Marvel's Guardians of the Galaxy, which is only screening in 3D in China, is currently topping the box office charts in China, having taken $69 million in 10 days there.

The system restricting foreign imports to 34 movies a year on a revenue share basis is expected to open up in 2017-2018 as China is required to meet the terms of an agreement on quotas with the World Trade Organization signed in 2012, valid for five years.

It's been a big year for Hollywood in China this year.

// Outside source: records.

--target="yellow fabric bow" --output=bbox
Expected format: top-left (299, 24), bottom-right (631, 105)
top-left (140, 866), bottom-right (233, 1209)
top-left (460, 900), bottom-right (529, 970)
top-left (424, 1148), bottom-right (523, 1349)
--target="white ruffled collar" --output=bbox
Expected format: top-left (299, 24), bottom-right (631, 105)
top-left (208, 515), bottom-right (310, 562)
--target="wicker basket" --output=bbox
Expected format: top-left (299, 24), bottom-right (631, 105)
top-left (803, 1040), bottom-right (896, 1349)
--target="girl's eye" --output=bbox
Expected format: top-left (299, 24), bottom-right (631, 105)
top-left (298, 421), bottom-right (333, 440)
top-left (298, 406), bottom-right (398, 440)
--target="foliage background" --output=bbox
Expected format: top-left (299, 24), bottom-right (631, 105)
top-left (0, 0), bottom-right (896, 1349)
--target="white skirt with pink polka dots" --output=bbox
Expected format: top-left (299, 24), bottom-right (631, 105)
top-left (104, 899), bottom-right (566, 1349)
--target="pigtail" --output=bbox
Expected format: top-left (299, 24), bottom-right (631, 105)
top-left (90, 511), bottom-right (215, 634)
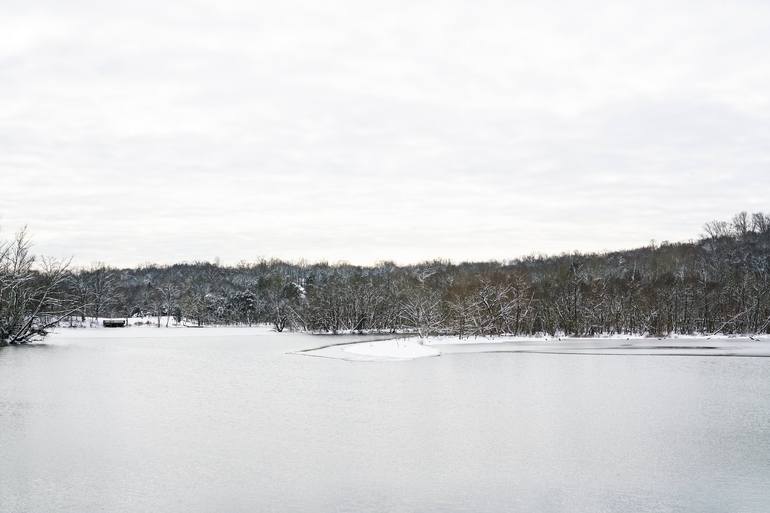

With a cume of over $320 million in China, Transformers: Age of Extinction will have done much to skew the full-year box office figures in Hollywood's favor this year, but there are some domestic heavy hitters still to come which could push things China's way.
They include Jiang Wen's 3D epic Gone with the Bullets, a sequel to the wildly successful Let The Bullets Fly in 2010, which is due to open in early December, John Woo's romantic epic The Crossing and Tsui Hark’s 3D epic, The Taking of Tiger Mountain.

China raised the number of foreign films that can be imported on a revenue-sharing basis to 34 in 2012, and industry sources have told THR that the quota is also soon to be increased by 10 movies to include “prestige”, arthouse movies and Oscar-winners.

These movies don’t significantly threaten the box office of domestic films but help China sweeten relations with Hollywood, and meet its World Trade Organization obligations.

Slow growth or even stagnation in the U.S. film market made overseas expansion essential, and Europe and Japan were saturated, so U.S. companies were looking to emerging markets like China for “opportunities to explode”.

The strong growth of the Chinese market – box office is expected to reach nearly $5 billion this year with 25,000 screens – means the U.S. has to compete in the China.